Although Islamic violence dominates the headlines from Pakistan, Muslim parties are a minor factor in the election, strong only in the northwest, and even there their electoral clout is waning under a backlash from moderate public opinion.

Musharraf has promised the 80 million voters a free and fair election. But his assertions that Pakistan must “tailor” democracy to its own environment casts doubts over that commitment.

Musharraf has condemned recent opinion polls by U.S. groups that were unfavorable to him and the PML-Q as “playing with the peace of the world.”

Under pressure from Western allies, he has instituted more transparent voting procedures. Each polling station must post its results on site, before sending them to a central counting point. But the chief election officer for each constituency typically encompassing over 200 polling stations doesn’t have to reveal how votes were added up.

“How returning officers aggregate the result is not as transparent as at polling stations, and it needs to be for the result system to meet international standards,” said Staffan Darnolf of the International Foundation for Election Systems, which is advising Pakistan’s electoral authority.

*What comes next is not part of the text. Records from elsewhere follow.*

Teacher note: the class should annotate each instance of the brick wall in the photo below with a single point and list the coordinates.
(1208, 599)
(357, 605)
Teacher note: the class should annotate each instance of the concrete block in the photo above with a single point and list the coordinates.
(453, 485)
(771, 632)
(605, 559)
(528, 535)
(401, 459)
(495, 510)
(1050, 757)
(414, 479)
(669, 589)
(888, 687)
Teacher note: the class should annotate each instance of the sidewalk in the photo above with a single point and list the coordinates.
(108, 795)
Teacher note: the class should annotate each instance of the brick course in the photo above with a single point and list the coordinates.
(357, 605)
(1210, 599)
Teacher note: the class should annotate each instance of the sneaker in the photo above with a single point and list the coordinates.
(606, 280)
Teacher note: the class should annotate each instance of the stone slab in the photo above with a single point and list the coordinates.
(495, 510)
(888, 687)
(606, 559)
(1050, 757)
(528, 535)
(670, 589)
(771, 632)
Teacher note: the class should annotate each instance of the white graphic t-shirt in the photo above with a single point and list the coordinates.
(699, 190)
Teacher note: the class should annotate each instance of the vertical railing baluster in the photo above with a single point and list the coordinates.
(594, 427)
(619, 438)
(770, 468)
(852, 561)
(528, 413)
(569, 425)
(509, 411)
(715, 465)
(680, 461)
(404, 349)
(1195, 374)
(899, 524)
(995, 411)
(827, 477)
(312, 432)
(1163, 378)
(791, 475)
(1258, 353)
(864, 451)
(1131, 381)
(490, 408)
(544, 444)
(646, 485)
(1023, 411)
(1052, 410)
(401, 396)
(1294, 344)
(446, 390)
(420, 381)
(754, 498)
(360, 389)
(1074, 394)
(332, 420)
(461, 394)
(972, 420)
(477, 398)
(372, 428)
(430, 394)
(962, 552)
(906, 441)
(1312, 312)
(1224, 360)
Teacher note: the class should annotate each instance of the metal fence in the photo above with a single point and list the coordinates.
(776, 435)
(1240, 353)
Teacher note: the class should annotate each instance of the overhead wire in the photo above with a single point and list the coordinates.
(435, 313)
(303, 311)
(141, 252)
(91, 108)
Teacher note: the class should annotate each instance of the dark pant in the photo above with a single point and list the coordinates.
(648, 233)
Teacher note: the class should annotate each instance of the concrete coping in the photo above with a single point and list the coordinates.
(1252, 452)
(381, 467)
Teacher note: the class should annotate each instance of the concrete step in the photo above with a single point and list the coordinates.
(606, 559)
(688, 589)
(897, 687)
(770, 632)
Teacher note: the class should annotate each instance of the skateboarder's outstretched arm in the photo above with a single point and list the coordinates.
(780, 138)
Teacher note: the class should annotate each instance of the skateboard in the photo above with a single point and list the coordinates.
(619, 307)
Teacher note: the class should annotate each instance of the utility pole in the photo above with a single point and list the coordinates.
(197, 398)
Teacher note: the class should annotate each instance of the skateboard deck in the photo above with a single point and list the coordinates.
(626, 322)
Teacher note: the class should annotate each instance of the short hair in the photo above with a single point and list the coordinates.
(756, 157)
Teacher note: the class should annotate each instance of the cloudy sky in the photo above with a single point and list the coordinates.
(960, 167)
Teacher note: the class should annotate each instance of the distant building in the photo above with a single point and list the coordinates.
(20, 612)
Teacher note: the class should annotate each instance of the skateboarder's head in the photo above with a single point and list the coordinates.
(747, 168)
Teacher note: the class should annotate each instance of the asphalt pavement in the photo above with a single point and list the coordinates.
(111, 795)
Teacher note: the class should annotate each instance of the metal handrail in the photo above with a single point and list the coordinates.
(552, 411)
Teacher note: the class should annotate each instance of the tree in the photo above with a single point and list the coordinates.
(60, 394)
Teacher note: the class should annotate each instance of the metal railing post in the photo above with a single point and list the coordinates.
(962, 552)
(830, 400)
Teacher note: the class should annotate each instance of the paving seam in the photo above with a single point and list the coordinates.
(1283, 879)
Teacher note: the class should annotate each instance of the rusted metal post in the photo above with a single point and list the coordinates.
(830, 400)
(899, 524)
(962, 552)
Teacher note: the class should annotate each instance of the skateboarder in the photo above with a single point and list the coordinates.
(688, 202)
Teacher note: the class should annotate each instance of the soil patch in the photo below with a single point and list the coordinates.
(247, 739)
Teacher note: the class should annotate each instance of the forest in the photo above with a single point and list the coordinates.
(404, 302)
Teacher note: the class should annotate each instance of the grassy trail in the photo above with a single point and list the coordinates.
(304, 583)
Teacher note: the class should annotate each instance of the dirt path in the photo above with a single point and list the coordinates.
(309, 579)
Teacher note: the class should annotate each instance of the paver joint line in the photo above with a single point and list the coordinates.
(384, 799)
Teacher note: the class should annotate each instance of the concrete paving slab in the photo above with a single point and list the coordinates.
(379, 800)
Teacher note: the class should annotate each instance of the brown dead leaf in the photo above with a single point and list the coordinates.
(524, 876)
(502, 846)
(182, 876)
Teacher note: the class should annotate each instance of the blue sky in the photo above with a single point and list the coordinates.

While the European Union has an observer mission on the ground in Pakistan, the U.S.-based International Republican Institute dropped plans to send a team after the government criticized its voter surveys and barred it from conducting Pakistan’s first ever exit polls.

Opposition party leader Sharif says Musharraf is sure to tamper with the vote. “In order to survive, he has to rig the election. He knows that,” he said in an interview with The Associated Press as he campaigned across Punjab, the province where over half the National Assembly seats are contested.

Editor Sethi predicted the government would use a divide-and-rule strategy concentrate its rigging on boosting the PML-Q’s showing in its Punjab stronghold at the expense of Sharif rather than Bhutto’s party. That could dissuade Bhutto’s party from joining Sharif in protesting the result.

“This is a sophisticated exercise. They’ve done it so many times in the past, they’ve worked it to a fine art,” Sethi said.

Another reason for Musharraf to be careful is his relationship with the army, whose command he relinquished in November. The military’s own popularity has been eroded as it has taken on Taliban militants on Pakistani soil. The escalating violence has left over 2,600 dead in the last eight months and overshadowed election campaigning.

To deal with postelection unrest, “Musharraf cannot rely on the military the way he used to when he was army chief,” said Pakistani analyst Hasan-Askari Rizvi.

The army “will find it difficult to open fire on protesters, especially in Punjab. In such a situation it could pull back and advise Musharraf it is time to go,” Rivzi said.

Zardari, the late Bhutto’s husband, is hedging his bets on how to deal with Musharraf, who still enjoys Washington’s support. The U.S. has anchored its policy in fighting Taliban and al-Qaida on its relationship with the now-retired general although he has failed to generate public backing for that cause.

Zardari’s ambivalence toward Musharraf could leave him at odds with Sharif, who insists Musharraf must leave power completely, as well as many in his own party, which has traditionally resisted military rule.

Associated Press writer Stephen Graham contributed to this report.